Øster Farimagsgade 5, Postboks 2099, 1014 København K, CSS - Bygning 16, Opgang i, Building: 16.2.67
I joined the University of Copenhagen in 2016 after holding positions at Harvard University and at Mount Holyoke College. I am currently PI and coordinator for the Danish team in a large European research project funded by NORFACE Democratic Governance in a Turbulent Age research program ‘Extreme Identities: A Linguistic and Visual Analysis of European Far-Right Online Communities' Politics of Identity [ExId]’ (project start 2020), and I mentor a Marie Curie Sklodowska project on voters supporting far-right political parites in Western and Central Eastern Europe by Malgorzata Kurjanska.
I have been the PI of the EU co-funded research project “Translating Diversity—Refugee women's and LGBT refugees' voices, protest, and intersectional coalitions on gender and migration in Germany and Denmark” (2016-2018).
At the Department of Sociology, I coordinate the Centre for Political Mobilisation and Social Movement Studies and I am a member of the Culture and Civil Society Research Group and the KU’s Centre for Advanced Migration Studies. I co-chaired the European Sociological Association network on Social Movements (2010-13), and I hold a Ph.D. in Social and Political Sciences from the European University Institute in Florence (2009).

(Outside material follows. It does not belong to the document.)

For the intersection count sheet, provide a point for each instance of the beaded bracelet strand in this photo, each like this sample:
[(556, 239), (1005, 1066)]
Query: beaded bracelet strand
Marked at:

2013-2015 Assistant Professor of International Relations associated to the Department of Sociology, Women’s Research College Mount Holyoke, United States
2011-2012 Harvard Democracy Fellow, Ash Center for Democratic Governance and Innovation
2010-2012 EU Marie Curie Postdoctoral Researcher, University of California, Irvine, Department of Sociology
In my monograph Political Translation—How Social Movement Democracies Survive (Cambridge University Press, 2018) I investigate the intellectual contribution and grassroots democratic leadership style of migrants, and feminists and LGBTI persons of color in US social movements, at the local level of democracy, and in transnational social movements in Europe. I try to understand how and under what conditions increased linguistic and cultural diversity fosters democratic innovation in the areas of intersectional coalitions with migrants, refugees, and minority groups, and political participation in solidarity cities in Europe and the United States.
Primary fields of research
As a cultural sociologist I study migration, political mobilisation, and intersectional approaches to citizenship focusing on three areas. First, I study migrants' political participation in the context of protests and local democracy in US cities, and in the context of queer and feminist solidarity coalitions with refugee women and LGBTI refugees in Denmark, Sweden and Germany.
Second, I work at advancing an interdisciplinary theory and method for combining critical discursive and visual digital media analysis, and I apply this method empirically in order to study political mobilisation, polarisation and public debates on the issues of gender and migration focusig on far right, and right wing populist political actors.
Third, my work connects democratic theory with the microsociology of citizen participation, deliberation and grassroots democracy in societies contending with rising diversity and inequality. In my book Political Translation—How Social Movement Democracies Survive (Cambridge University Press, 2018) I account for the collective practices of political translation, which helped multilingual and culturally diverse community groups and intersectional coalitions work together more inclusively. Based on ethnographic case studies in the US, Germany, Italy, France, and the UK, the analysis reviews a wide range of political deliberations covering high-stakes, fundamental issues, such as inequality in the context of European integration; and polarisation, race, gender, and housing politics and gentrification in the United States.